Carbon and water important for the emergence of life have been found in a soil sample collected from the asteroid Bennu, which NASA considers a potentially dangerous object, Report informs referring to Live Science.
The sample - 3.5 to 8.8 ounces (100 to 250 grams) of rocky space rubble collected by the OSIRIS-REx spacecraft - is thought to contain some of the earliest precursors to life and is the first chunk of a space rock ever grabbed by a NASA mission.
NASA scientists first revealed the sample on October 11 after it hurtled back to Earth aboard the OSIRIS-REx capsule at speeds of up to 27,000 mph (43,000 km/h). After a seven-year, 4 billion-mile (6.4 million kilometers) round trip, the capsule deployed its parachute and safely landed in the Utah desert before being transported to Johnson Space Center in Houston, where scientists began analyzing its contents for signs of life beyond our planet.
Bennu is a potentially hazardous asteroid that has a 1-in-2,700 chance of striking Earth in the year 2182 - the highest odds of any known space object. But the scientists are more interested in what's trapped inside the space rock: the possible extraterrestrial precursors of life on Earth.

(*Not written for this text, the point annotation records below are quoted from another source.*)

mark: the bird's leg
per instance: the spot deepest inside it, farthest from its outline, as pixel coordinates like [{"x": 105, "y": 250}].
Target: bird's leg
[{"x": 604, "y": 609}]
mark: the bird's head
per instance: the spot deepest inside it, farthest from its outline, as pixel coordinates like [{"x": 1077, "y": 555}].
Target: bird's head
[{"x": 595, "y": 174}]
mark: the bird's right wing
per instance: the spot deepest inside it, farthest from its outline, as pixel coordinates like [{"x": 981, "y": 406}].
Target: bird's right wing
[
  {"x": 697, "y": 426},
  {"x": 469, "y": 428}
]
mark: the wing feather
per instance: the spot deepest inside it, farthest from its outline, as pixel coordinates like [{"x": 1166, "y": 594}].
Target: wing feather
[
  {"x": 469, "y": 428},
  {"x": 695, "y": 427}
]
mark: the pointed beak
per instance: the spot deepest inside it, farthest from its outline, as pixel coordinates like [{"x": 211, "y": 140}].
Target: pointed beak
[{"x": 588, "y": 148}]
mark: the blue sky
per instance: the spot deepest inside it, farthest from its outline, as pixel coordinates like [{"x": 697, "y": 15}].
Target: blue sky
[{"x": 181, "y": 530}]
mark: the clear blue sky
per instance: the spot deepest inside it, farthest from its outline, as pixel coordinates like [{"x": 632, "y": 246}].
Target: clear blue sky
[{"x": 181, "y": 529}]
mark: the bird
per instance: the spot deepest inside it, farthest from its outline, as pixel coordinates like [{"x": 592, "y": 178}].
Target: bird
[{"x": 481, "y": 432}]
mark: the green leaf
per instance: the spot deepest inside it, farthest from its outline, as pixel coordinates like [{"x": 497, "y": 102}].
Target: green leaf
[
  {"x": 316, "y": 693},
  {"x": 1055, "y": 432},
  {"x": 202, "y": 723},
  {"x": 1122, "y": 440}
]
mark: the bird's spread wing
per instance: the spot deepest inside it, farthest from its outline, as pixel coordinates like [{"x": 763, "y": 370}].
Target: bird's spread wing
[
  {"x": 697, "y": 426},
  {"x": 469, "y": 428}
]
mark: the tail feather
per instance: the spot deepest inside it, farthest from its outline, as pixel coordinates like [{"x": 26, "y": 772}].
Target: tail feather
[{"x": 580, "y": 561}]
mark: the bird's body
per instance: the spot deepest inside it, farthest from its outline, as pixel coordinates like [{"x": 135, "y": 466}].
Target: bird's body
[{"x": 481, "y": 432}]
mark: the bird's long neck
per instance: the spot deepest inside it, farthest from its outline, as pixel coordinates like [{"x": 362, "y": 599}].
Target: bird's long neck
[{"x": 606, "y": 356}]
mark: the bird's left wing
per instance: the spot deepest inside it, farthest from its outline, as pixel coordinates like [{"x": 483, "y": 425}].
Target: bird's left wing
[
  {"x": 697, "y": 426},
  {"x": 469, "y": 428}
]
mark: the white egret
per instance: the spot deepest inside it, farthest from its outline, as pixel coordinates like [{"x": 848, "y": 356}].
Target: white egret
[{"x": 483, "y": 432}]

"This is the biggest carbon-rich asteroid sample ever returned to Earth," NASA Administrator Bill Nelson said at a news conference upon the sample's return. "Carbon and water molecules are exactly the elements we wanted to find. They're crucial elements in the formation of our own planet, and they're going to help us determine the origins of elements that could have led to life."